Rest assured, service and restoration work carries on as normal, as it has done for so many years in the only service department owned by a manufacturer. Unlike other companies’ fleets of historic cars and glossy museums, Aston Martin Works is a living, breathing (with firm foundations of commercialism) division of the famous British marque. It operates from the very same premises that housed craftsmen building DB6s, V8s and Virages, right up to the Vanquish, the last Aston to be constructed at Newport Pagnell.
To demonstrate its commitment to the business, Aston Martin has initiated a two-year development plan with the modernisation of the contemporary car servicing and restoration facilities and the building of a brand-new showroom.
On its completion in May this year, it will allow, for the first time, Aston Martin Works to become a dealership selling new and used Aston Martins, including the heritage models – something the team at Aston Martin Works has long wanted to do. A long-established and successful business dating back to Aston Martin owner David Brown and the 1950s, it provides the perfect base for an Aston Martin one-stop-shop 'Centre of Excellence'.

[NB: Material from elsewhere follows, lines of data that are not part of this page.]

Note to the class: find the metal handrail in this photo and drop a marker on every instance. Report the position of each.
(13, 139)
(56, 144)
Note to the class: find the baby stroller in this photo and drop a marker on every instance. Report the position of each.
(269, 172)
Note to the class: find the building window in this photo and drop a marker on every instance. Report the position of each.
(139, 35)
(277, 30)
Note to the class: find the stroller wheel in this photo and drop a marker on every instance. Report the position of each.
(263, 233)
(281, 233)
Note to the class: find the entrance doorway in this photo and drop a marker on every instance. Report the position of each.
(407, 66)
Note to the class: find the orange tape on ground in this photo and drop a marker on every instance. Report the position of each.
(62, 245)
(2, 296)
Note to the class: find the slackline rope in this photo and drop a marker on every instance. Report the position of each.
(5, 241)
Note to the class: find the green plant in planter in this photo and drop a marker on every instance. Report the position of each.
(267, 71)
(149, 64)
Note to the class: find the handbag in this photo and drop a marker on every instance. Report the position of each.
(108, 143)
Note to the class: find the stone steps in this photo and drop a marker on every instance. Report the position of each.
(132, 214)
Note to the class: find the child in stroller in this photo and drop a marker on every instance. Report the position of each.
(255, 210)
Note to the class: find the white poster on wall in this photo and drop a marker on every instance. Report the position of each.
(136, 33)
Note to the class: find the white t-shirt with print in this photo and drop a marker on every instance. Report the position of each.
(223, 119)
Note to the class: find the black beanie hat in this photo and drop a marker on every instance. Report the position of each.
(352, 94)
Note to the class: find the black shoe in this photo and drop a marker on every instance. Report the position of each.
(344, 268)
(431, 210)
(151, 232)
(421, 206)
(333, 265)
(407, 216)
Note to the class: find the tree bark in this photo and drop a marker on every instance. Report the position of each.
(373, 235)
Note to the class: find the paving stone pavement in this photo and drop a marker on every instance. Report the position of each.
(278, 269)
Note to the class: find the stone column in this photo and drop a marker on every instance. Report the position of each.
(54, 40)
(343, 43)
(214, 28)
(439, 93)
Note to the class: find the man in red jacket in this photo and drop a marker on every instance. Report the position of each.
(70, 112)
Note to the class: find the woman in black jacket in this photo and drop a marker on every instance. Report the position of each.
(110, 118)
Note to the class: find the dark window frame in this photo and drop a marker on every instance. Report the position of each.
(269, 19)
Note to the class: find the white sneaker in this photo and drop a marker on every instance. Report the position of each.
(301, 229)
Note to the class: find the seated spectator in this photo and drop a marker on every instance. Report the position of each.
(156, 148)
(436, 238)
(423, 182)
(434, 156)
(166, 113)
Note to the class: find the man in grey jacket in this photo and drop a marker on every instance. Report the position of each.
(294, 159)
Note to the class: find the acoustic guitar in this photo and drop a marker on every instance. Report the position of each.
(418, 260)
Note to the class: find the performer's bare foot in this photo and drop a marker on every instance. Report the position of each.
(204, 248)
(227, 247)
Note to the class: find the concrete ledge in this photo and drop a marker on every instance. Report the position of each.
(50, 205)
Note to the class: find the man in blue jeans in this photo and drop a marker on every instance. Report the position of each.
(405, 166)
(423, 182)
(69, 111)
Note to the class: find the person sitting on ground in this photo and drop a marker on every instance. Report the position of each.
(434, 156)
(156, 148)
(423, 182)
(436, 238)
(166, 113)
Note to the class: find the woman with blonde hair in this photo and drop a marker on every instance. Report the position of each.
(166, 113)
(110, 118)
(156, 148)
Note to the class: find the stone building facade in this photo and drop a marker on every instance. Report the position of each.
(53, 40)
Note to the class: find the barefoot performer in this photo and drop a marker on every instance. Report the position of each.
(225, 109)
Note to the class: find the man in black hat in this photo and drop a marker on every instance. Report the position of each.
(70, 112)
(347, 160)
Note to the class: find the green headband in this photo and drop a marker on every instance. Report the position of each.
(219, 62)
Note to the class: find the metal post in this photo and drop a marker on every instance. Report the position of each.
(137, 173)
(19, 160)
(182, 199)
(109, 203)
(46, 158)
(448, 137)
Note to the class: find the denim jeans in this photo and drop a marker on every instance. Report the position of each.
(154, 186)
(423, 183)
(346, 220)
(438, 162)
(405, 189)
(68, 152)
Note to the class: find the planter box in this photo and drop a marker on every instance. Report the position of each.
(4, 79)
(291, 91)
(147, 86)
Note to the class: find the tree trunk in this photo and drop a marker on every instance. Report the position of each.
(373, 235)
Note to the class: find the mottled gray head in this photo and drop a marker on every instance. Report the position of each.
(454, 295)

It surprised me to learn that 90% of all the Aston Martins ever made at Newport Pagnell are running on the road today. Did someone say “a car for life?” With pre-War cars handled professionally by experts such as Ecurie Bertelli, the company itself (via Aston Martin Works at Newport Pagnell) caters for the rest, from DB2 onwards.
All of this is made possible by the Parts Operations located close by at Wolverton Mill. Many seemingly hard-to-get parts are ordered or re-manufactured in-house: for example, there has been an issue with 1970-1989 series V8 steering racks, yet in the next few weeks, Parts Operations will deliver brand-new racks for the many cars awaiting them. Over the years many small parts - DB4/5/6 bumpers, grilles and engine blocks - have been made again to meet worldwide demand, very often coming from original suppliers.
Highly experienced when it comes to the current new models, the team (having built some of the current and heritage cars in the first place) both service and restore them, which means Aston Martin Works can carry out pre-purchase inspections for potential owners, too.
One would think that just about all the ‘barn finds’ have been prised away from the farmyard. But the annual Bonhams sale, planned to be held at the new Works premises this year on 19 May, always seems to turn up new ones, and you can add to these a constant stream of older refurbishments that are now 'coming home’ for total restoration (including 70s/80s V8s) and an increasing level of interest in the William Towns ‘wedge’ Lagonda.
And, slipping effortlessly from ‘new production’ to ‘heritage’ in recent years is the mighty Vanquish - a 'crossover', if you like, but one that best symbolises the ‘living heritage’ of Aston Martin in the metal.